3 Simple Steps to Build an MCP Server
- Author:Arpit Kabra
- Published On:Jun 16, 2025
- Category:MCP (Model Context Protocol)
The Future of Tool Integration with LLMs
All of us might have used AI at our level, whether for coding or making ghibli images, we and almost all our family members might have used tools like ChatGPT once in our life.
It seems very magical, the work which used to take almost a day would complete within a few minutes.
Till this all was good, the developers were implementing the AI in their projects which was marketed as Integration of software in their product, or having all the software working in a single software with the power of AI.
But then why does a new concept arise which is MCP? Why did it gain so much hype within a few days?

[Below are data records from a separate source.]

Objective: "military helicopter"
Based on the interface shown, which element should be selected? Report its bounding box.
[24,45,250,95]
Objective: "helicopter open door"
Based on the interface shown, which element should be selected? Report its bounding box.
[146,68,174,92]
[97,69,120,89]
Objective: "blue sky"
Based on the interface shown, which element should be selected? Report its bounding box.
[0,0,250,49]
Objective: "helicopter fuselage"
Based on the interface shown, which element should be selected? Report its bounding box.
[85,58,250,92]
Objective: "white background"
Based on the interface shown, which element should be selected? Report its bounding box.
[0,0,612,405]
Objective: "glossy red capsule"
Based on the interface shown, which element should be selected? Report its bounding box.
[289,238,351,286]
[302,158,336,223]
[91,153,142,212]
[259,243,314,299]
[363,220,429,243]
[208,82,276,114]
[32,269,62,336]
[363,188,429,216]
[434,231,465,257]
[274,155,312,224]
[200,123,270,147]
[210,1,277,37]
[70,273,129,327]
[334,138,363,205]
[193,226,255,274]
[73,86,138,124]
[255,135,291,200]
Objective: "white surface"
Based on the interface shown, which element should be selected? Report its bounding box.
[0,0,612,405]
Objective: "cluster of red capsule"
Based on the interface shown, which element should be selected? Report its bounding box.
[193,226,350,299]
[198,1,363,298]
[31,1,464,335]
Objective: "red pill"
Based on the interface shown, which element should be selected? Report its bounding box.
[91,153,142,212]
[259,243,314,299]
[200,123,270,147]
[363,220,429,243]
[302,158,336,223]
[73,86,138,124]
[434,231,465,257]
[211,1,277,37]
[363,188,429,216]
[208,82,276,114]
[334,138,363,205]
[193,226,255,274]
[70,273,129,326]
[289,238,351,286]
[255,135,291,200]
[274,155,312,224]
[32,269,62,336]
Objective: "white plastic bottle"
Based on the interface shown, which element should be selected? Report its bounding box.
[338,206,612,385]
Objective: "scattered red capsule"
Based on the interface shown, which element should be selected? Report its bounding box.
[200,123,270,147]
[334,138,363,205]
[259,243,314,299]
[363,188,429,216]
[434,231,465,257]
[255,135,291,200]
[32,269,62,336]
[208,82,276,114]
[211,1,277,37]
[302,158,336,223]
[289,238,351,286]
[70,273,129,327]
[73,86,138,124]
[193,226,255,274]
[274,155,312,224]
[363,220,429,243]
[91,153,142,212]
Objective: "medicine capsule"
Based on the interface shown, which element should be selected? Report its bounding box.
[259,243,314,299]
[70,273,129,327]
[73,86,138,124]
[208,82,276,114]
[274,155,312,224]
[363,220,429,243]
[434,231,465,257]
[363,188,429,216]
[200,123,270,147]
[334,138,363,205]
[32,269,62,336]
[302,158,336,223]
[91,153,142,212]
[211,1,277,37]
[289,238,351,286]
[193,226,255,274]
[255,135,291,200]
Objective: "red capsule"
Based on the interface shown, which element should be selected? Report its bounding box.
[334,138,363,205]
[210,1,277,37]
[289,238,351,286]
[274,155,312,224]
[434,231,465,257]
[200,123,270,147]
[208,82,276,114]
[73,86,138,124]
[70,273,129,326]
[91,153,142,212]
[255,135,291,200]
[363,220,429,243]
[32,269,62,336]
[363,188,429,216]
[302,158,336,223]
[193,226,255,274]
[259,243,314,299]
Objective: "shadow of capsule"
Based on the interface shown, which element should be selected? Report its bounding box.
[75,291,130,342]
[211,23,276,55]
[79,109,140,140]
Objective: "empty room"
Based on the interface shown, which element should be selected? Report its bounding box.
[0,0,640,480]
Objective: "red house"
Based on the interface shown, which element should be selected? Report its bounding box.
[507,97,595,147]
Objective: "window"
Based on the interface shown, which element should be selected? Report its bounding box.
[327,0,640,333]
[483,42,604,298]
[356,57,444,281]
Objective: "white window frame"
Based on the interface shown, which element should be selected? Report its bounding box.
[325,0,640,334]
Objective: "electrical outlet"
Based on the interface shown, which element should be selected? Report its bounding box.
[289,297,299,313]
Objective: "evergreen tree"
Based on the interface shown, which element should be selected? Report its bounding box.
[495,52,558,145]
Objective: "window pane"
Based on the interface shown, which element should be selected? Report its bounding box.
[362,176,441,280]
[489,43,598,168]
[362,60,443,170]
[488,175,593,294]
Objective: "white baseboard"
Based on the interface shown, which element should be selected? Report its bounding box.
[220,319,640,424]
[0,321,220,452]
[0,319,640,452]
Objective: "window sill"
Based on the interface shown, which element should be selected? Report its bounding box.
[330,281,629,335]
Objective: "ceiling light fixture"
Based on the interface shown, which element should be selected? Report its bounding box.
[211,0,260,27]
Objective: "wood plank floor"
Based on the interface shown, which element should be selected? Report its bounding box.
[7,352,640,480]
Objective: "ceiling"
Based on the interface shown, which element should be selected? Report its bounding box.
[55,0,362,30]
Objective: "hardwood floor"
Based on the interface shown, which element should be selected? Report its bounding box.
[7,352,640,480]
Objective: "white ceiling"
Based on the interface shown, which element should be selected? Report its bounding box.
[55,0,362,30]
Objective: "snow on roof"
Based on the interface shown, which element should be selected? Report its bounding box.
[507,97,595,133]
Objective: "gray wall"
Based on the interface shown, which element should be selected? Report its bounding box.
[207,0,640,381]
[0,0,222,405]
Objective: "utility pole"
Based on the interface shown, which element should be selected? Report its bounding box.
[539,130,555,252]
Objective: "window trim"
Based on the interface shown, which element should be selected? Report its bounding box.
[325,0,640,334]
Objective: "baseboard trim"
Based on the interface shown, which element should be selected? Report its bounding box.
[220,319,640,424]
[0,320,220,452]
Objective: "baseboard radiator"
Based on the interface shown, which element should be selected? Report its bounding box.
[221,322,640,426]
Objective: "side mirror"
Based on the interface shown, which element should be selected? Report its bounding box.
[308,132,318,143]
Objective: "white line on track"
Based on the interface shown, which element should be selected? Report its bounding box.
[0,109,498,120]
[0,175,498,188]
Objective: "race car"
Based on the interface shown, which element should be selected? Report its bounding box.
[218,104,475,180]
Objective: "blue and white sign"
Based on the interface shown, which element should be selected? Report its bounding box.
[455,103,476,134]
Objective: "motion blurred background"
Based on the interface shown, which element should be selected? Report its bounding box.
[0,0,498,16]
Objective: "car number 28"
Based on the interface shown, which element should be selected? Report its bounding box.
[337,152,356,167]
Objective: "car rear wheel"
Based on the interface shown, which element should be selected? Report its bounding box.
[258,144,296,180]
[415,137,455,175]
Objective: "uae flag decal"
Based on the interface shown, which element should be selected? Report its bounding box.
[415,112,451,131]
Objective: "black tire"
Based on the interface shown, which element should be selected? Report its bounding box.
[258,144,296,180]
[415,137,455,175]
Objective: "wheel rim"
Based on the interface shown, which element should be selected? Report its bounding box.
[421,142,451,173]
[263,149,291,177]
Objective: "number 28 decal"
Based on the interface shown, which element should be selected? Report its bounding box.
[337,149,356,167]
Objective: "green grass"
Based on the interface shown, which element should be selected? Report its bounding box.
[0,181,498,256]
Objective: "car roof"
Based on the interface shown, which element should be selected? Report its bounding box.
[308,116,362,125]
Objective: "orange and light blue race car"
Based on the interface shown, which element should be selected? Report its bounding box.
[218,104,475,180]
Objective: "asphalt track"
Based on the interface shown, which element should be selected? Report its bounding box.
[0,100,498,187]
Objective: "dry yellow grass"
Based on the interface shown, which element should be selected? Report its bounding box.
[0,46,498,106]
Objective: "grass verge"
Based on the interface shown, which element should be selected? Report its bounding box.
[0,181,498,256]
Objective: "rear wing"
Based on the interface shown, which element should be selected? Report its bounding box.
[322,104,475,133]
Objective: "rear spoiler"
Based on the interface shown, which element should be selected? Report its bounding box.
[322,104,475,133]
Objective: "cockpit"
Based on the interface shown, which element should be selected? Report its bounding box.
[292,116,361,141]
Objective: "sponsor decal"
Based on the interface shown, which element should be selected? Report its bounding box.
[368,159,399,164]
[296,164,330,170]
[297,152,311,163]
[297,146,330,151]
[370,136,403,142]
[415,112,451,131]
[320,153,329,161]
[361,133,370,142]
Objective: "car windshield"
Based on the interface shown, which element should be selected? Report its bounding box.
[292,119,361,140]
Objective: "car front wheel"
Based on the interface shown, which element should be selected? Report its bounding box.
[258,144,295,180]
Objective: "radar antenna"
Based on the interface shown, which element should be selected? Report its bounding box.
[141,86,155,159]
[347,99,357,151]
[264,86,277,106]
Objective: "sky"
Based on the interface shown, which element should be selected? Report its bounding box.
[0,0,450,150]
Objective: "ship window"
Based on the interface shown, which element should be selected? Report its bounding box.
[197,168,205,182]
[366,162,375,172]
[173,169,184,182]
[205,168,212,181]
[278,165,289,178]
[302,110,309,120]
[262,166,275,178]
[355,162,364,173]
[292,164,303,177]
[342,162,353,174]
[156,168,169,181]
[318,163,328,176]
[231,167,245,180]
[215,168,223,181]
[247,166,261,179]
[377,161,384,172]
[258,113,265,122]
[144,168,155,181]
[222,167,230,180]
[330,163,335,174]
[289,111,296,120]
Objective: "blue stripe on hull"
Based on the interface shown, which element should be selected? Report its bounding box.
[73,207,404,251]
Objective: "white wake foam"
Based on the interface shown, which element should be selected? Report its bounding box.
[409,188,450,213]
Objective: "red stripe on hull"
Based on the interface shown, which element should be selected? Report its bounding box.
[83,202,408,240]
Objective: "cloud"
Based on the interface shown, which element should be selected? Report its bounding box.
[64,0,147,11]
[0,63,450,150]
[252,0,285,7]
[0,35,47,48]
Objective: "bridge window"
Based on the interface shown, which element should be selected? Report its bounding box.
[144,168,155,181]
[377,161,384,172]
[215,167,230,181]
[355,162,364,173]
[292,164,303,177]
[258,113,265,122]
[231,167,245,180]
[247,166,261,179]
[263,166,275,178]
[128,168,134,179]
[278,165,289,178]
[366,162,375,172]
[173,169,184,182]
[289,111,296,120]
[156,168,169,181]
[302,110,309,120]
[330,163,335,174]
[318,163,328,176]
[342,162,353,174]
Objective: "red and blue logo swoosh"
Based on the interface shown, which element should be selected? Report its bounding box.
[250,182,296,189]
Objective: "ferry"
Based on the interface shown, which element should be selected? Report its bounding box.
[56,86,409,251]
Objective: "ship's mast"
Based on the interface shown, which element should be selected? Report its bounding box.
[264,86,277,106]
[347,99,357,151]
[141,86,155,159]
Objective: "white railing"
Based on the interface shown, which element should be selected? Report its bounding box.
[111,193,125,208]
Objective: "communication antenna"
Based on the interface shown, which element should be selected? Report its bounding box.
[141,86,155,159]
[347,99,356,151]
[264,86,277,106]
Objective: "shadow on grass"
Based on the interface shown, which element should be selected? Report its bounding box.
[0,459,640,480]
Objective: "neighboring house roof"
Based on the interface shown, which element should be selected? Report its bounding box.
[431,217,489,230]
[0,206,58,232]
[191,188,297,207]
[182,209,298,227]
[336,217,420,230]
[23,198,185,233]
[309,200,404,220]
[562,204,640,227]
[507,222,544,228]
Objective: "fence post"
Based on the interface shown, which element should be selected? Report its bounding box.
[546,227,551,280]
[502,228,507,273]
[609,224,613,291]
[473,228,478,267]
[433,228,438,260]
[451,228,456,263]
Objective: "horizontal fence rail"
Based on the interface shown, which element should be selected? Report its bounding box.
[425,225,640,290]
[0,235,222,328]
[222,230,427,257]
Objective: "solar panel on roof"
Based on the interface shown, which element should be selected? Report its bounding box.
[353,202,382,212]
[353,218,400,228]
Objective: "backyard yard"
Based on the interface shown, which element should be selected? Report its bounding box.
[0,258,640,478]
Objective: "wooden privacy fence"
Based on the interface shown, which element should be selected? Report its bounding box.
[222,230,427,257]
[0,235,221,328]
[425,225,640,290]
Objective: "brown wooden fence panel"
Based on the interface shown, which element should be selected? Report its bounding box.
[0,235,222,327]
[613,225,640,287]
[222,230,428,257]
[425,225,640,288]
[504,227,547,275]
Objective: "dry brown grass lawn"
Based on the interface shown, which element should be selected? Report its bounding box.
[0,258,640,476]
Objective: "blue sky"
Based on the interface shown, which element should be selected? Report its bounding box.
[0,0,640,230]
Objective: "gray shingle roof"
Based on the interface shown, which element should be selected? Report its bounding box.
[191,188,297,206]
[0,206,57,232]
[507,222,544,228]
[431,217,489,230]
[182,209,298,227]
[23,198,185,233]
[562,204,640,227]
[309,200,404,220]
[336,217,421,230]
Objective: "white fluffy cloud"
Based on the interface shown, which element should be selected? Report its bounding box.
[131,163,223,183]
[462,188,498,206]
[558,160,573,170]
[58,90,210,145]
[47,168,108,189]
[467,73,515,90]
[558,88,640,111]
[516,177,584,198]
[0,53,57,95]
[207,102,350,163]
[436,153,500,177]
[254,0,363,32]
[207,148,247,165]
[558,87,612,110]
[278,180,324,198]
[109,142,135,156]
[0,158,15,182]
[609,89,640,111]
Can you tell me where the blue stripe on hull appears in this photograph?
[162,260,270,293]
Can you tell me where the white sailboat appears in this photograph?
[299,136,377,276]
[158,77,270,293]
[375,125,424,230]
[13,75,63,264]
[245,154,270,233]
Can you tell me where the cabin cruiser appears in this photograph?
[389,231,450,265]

All will be answered one by one in this blog. At last We will be building an MCP server in just 3 simple steps. So stay tuned till the end.
First we should look at what was the problem, after which you can easily understand what MCP is and why we need that.
The Problem
The LLMs like OpenAI and Gemini are best at giving the output, but the real problem comes when we implement that in our projects.
Let’s say a developer needs to integrate Postgres, MongoDB, OpenAI, and Gmail in his project, which takes the input from Postgres, MongoDB and give to the LLM and then LLM process the data with Natural Language Processing(NLP) and share the output to Gmail for further procedure.
Also he may need to write the flow for fetching data from Postgres to MongoDB and vice versa, which then becomes a high level task, since both are totally different.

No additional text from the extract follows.